Conocimos a Georg Kühlewind en un breve seminario que impartió en Madrid durante un fin de semana. En él trató de acercar sus conocimientos sobre la cognición humana al campo de la Psicología. A veces, cuando pensamos en maestros espirituales, nos viene a la imaginación la estampa de un gurú de pelo largo y sonrisa permanente en el rostro. Kühlewind distaba mucho de esta imagen. Era un europeo de los pies a la cabeza (nacido en Hungría), de talante más bien serio, aunque muy dado a hacer comentarios teñidos de un humor especial. Al recordarlo y leyendo sus libros, no nos cabe duda de que este hombre albergó en su ser a un verdadero maestro espiritual.
La espiritualidad que perseguía y desplegaba tenía relación con el logos, con el lenguaje y con las capacidades supra-conscientes del ser humano. Admirador y partidario de la meditación y el budismo zen; sin embargo, durante estas jornadas, nos dejó claro su distancia con estas creencias. En su opinión: «el zen para el hombre blanco era un imposible». Recuerdo, incluso, que al escucharlo uno de los asistentes se marchó. En realidad, la fuente de la que nacen las ideas de Georg Kühlewind está profundamente relacionada con la Antroposofía de Rudolf Steiner.
En el curso nos comunicó muchas cosas interesantes, sobre la infancia y el desarrollo de la consciencia a estas edades. Sus ideas sobre la evolución del lenguaje se distancian mucho de las corrientes imperantes, como por ejemplo la de Piaget. El punto de partida o axioma central de las teorías de Kühlewind es el ser humano y su esencia: una entidad espiritual que se encarna en un cuerpo físico. La naturaleza espiritual de cada individualidad se centra en el logos, un principio creador desde el que surge la facultad de conocer y de hablar.
Al contrario de lo que señalan otras teorías, como las «piagetianas», cuando el niño aprende el habla, lo hace a través de estas facultades cognoscitivas supra-conscientes que ya hemos mencionado al principio. Supra-consciente significa que estas capacidades se originan en un nivel que se encuentra por encima de la conciencia ordinaria y que no son asequibles de forma inmediata. Queremos hacer hincapié en el «supra-consciente» versus «subconsciente». Para Kühlewind, el subconsciente, en términos psicológicos o en el sentido que le da la Psicología Dinámica (Psicoanálisis), no existe. El «subconsciente» se compone de «formas coaguladas» del pensar que han quedado muertas, no pueden «pensarse» o son ajenas al logos. Estas formas, en muchos casos, se comparten entre las personas (el «subconsciente colectivo») porque su origen se encuentra, la mayoría de las veces, en la propia cultura; de ahí su naturaleza «colectiva».
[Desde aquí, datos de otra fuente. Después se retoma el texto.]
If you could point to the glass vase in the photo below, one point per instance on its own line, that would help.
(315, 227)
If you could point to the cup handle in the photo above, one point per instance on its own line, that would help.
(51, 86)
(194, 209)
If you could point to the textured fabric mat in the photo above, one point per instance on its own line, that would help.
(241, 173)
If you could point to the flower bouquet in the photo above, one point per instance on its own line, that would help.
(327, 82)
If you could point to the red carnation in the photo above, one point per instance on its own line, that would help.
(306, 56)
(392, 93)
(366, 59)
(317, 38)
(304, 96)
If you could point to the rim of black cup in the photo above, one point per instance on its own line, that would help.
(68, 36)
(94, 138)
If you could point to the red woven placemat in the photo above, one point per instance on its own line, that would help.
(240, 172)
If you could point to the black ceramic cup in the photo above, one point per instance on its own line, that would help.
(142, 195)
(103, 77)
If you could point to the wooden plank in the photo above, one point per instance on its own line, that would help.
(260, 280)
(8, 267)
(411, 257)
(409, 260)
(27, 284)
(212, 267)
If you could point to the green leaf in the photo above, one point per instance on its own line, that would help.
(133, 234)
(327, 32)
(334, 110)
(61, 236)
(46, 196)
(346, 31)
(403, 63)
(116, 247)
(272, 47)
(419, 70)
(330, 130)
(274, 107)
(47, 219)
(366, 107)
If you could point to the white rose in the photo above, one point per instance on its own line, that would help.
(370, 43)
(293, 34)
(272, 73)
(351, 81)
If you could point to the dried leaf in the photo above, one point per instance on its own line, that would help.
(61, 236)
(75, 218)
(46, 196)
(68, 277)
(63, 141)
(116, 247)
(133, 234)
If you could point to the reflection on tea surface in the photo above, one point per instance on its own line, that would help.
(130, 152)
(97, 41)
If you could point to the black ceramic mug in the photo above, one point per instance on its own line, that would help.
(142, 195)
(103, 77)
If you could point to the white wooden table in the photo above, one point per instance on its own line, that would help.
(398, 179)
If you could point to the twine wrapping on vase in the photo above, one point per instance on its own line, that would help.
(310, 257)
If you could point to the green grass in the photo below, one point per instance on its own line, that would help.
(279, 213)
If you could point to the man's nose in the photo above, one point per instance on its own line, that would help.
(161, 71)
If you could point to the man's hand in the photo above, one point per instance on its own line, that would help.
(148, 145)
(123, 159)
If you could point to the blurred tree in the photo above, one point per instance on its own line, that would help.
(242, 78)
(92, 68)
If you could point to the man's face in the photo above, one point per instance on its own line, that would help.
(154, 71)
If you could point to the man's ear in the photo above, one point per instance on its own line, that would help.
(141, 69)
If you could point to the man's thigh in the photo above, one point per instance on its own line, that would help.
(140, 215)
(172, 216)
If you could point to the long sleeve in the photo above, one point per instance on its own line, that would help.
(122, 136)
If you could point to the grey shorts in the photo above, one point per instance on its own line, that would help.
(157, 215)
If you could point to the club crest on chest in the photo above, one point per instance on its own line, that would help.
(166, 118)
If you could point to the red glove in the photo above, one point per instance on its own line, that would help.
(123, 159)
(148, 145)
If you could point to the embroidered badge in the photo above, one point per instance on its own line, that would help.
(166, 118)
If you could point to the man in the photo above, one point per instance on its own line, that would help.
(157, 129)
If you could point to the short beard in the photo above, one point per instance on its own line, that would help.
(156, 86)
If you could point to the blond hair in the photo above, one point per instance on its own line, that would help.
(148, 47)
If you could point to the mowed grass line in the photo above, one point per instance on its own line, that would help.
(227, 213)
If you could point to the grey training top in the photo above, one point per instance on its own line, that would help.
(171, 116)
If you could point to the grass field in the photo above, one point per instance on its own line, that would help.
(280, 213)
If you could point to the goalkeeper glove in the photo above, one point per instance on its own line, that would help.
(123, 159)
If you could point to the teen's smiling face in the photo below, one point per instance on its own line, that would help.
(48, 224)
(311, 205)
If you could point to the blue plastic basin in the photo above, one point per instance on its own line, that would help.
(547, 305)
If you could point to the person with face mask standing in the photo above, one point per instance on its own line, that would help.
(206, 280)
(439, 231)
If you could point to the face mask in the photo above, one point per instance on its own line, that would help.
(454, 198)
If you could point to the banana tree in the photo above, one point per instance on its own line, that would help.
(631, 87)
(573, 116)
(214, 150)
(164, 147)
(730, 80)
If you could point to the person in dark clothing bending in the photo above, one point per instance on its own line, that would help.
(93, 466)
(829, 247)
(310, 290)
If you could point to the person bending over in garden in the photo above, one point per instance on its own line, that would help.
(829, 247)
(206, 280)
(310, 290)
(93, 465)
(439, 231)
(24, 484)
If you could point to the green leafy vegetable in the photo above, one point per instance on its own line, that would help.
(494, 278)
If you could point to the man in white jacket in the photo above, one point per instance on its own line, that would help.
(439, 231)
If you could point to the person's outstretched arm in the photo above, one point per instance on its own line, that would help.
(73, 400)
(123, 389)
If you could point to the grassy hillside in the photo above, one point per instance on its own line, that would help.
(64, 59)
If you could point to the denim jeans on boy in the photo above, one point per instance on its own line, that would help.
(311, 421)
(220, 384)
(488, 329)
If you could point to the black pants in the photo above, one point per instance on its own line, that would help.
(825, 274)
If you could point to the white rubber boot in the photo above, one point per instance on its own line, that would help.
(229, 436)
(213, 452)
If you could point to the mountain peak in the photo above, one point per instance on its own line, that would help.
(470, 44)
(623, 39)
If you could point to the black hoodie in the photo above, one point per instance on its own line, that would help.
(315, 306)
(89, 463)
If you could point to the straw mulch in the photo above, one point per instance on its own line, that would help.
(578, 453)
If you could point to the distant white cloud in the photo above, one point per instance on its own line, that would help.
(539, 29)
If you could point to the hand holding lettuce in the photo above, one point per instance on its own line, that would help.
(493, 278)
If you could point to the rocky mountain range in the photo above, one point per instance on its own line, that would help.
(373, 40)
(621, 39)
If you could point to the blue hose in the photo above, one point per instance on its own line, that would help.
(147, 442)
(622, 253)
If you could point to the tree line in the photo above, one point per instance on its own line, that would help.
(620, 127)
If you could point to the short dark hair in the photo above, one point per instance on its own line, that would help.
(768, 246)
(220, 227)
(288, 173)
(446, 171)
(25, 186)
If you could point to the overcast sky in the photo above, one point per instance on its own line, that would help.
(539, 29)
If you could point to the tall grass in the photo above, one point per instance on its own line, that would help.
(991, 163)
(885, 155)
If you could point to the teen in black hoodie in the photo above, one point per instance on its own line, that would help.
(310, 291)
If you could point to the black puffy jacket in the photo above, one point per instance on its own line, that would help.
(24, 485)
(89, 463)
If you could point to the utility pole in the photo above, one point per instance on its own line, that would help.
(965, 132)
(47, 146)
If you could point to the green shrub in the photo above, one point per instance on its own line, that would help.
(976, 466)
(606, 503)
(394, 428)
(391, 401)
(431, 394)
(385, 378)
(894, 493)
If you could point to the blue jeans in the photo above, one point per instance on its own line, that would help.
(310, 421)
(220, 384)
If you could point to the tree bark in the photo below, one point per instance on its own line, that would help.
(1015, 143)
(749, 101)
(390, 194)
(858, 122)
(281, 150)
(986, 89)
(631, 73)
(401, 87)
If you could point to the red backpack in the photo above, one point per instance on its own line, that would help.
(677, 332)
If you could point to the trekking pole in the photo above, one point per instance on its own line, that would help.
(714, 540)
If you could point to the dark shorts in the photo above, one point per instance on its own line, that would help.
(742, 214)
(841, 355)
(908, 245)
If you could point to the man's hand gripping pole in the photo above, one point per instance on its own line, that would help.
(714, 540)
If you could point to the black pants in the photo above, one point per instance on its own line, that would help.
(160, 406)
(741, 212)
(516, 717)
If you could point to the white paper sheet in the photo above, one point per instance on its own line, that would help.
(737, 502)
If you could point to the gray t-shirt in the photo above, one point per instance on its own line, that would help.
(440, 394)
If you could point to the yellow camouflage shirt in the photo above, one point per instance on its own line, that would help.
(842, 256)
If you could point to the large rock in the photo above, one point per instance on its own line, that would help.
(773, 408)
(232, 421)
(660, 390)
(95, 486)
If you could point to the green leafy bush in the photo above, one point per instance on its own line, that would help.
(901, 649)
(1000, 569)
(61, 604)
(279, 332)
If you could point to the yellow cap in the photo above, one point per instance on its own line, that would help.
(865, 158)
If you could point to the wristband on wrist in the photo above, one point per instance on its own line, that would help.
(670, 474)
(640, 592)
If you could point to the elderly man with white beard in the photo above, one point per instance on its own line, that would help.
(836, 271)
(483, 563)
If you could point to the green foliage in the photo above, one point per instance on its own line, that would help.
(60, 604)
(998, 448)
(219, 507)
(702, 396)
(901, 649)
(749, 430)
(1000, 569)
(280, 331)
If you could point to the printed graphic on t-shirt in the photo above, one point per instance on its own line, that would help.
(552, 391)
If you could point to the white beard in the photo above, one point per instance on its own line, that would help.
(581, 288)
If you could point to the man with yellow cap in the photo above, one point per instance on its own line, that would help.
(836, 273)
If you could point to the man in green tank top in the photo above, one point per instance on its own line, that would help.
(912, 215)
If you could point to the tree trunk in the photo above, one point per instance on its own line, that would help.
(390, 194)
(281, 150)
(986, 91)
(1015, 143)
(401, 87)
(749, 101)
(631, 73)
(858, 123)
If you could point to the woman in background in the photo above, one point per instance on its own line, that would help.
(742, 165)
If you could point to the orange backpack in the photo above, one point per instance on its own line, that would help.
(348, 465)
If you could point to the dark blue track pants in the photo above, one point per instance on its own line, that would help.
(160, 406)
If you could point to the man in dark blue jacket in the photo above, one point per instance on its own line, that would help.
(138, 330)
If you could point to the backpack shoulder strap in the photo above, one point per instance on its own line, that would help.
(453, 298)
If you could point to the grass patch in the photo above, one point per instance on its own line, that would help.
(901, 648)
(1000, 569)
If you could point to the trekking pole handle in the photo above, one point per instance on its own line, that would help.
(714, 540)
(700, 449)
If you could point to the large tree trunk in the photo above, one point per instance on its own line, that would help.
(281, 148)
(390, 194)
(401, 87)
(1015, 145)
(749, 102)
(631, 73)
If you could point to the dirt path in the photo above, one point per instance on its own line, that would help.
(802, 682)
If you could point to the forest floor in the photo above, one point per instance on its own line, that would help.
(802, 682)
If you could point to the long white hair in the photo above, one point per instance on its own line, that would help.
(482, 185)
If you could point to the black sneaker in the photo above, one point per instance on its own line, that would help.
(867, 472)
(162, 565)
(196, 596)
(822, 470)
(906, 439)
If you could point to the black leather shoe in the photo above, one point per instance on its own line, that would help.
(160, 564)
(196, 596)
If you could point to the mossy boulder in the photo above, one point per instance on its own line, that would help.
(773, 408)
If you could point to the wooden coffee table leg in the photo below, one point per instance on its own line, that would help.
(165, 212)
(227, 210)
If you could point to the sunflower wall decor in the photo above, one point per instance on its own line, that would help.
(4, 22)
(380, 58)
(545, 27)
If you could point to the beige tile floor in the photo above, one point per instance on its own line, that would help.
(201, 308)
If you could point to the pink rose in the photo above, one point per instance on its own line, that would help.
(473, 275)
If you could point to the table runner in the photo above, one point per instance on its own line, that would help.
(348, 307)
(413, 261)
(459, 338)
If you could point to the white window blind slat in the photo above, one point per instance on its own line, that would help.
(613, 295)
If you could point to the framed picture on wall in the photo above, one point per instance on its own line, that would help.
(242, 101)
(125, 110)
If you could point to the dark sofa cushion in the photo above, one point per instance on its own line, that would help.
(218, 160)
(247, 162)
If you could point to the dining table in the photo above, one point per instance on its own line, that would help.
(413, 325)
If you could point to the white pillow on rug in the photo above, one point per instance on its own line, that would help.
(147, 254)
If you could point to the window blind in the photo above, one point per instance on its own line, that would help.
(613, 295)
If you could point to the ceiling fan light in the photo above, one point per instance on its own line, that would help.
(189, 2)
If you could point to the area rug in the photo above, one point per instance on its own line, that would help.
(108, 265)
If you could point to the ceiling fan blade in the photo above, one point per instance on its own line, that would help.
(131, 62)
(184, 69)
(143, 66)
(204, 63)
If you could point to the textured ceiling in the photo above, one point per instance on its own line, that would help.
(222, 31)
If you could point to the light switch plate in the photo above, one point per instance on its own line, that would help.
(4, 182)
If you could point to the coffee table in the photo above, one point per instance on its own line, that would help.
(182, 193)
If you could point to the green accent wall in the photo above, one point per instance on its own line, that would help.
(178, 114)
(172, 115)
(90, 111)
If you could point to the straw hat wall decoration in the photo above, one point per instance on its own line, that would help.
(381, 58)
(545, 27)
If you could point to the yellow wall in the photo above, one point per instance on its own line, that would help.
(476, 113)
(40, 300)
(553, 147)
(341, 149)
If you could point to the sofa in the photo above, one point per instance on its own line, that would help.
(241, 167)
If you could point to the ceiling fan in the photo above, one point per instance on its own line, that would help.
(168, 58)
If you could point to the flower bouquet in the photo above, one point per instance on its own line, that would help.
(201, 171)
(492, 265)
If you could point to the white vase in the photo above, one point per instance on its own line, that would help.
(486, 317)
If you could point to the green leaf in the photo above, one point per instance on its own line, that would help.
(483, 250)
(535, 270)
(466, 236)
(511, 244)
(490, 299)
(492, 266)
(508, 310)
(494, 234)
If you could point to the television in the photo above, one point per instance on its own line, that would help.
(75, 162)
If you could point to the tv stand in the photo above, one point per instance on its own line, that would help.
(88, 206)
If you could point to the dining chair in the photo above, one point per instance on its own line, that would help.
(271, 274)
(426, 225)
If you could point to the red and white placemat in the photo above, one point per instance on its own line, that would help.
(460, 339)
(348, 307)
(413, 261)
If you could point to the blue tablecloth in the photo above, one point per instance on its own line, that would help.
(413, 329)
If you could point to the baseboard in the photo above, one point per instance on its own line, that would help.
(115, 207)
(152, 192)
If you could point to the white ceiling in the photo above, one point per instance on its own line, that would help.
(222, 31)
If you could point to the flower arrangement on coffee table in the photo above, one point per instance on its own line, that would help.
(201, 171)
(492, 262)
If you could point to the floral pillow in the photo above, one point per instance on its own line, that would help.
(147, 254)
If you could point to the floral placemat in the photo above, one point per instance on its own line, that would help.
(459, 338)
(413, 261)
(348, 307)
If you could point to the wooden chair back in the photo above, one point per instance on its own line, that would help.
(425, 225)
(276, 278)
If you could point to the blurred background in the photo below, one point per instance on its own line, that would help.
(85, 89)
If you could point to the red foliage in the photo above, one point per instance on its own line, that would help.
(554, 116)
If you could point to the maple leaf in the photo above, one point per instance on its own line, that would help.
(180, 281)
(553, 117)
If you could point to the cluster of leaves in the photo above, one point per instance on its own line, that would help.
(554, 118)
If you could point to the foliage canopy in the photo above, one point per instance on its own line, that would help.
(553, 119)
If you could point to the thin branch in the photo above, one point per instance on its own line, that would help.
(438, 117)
Volvamos al aprendizaje del habla y al logos, ese principio creador desde el que surge la facultad de conocer y de hablar. Estas fuerzas de creación permiten al niño aprehender el lenguaje con el que se expresan los adultos que lo rodean. Frente a las teorías más mecanicistas de aprendizaje del lenguaje, que lo cifran como una especie de sistema de «señales/signos», el pensamiento de Kühlewind concede especial atención a las capacidades de imitación del niño que se encarnan en el aparato fonador. Es decir, el niño no sólo se instruye en un sistema de signos, también aprende a despertar y a desarrollar partes de su anatomía que están íntimamente implicadas en esta fase. La expresión más directa del lenguaje se da en el habla. El aprendizaje de la lectura y la escritura es posterior y mucho más abstracto, no intuitivo.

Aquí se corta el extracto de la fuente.